Dans un décor naturel au potentiel cinématographique évident (mais qui pose des difficultés considérables au moment du tournage ; le réalisateur les évoque dans cette interview), ces deux personnages abîmés pour des raisons différentes tentent de se frayer un chemin, leur évolution (laborieuse) dans l’espace présentant (entre autres) des enjeux de survie auxquels le titre du film fait directement référence. Progressivement, le récit s’aventure sur les territoires inhospitaliers du western (pour l’atmosphère et l’imagerie), du survival et plus spécifiquement du film de traque, Guillaume Renusson ayant fait le choix de faire intervenir à plusieurs reprises un trio de nationalistes italiens particulièrement motivés et agressifs.
Ce choix fait basculer Les Survivants dans le film de genre, ce qui représente un parti pris audacieux dans la mesure où une nature hostile, et une police répressive, représentaient sans doute une menace suffisamment élevée. Certains critiques cinéma ont regretté ce glissement (c’est le cas par exemple des Inrockuptibles et de Positif). Il me semble en effet que le basculement dans le genre n’est pas entièrement maîtrisé, dans la mesure où la caractérisation des trois identitaires est à la fois un peu trop simpliste pour qu’ils deviennent vraiment consistants (même si le jeu de Victoire Du Bois convainc particulièrement) et trop réaliste pour qu’ils prennent une dimension symbolique ; mais pour autant, il est indéniable que leur présence ajoute une tension supplémentaire au film, tension que Guillaume Renusson orchestre avec un savoir-faire technique évident.
La dernière scène du film comporte quelques lignes de dialogues en trop (ayant pour effet de surligner inutilement une émotion déjà bien présente), mais en dehors de cette légère maladresse d’écriture, elle conclut de façon cohérente ce beau récit de solidarité, doublé d’une touchante méditation sur le deuil.
Parmi les seconds rôles, on notera la présence de Julie Moulier, qui jouait l’éditorialiste de Libé dans Enquête sur un scandale d’État, de Guillaume Pottier, d’Oscar Copp et de Bastien Ughetto, connu notamment pour sa participation au collectif Les Parasites.

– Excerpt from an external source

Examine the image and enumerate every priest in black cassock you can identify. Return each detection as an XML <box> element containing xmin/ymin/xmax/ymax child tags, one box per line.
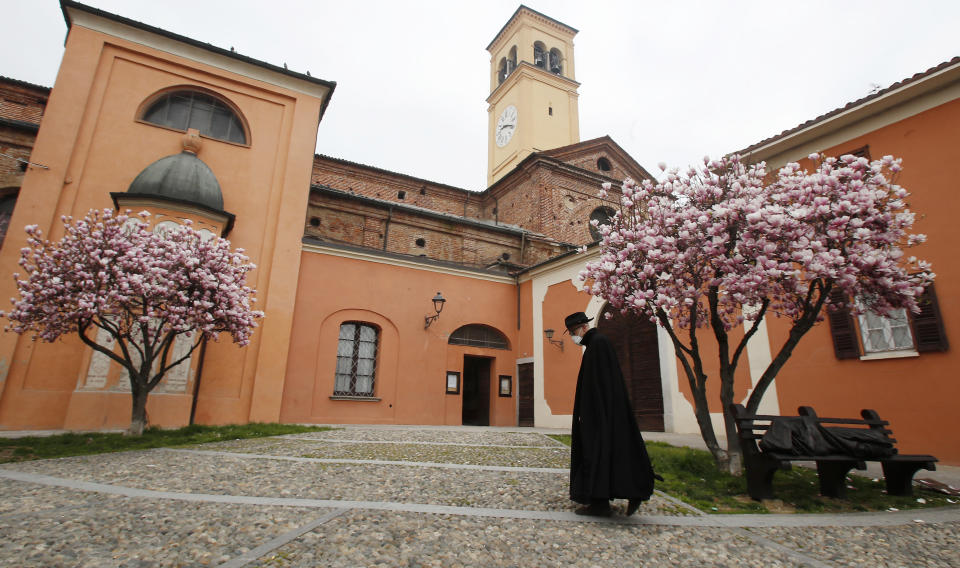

Parce qu'il parvient à dégager une émotion qui fait mouche, et à maintenir en haleine le spectateur, Les Survivants demeure un bon film sur un sujet urgent, dont les relatives imperfections ne suffisent pas à ébranler l'impression de solidité, mais aussi d'honnêteté et d'humanisme, qu'il produit. C'est aussi un film qui rappelle à chacun la force morale et physique dont doivent témoigner les migrants dans leur parcours, qualité qui rend leur traitement par les autorités d'autant plus injuste.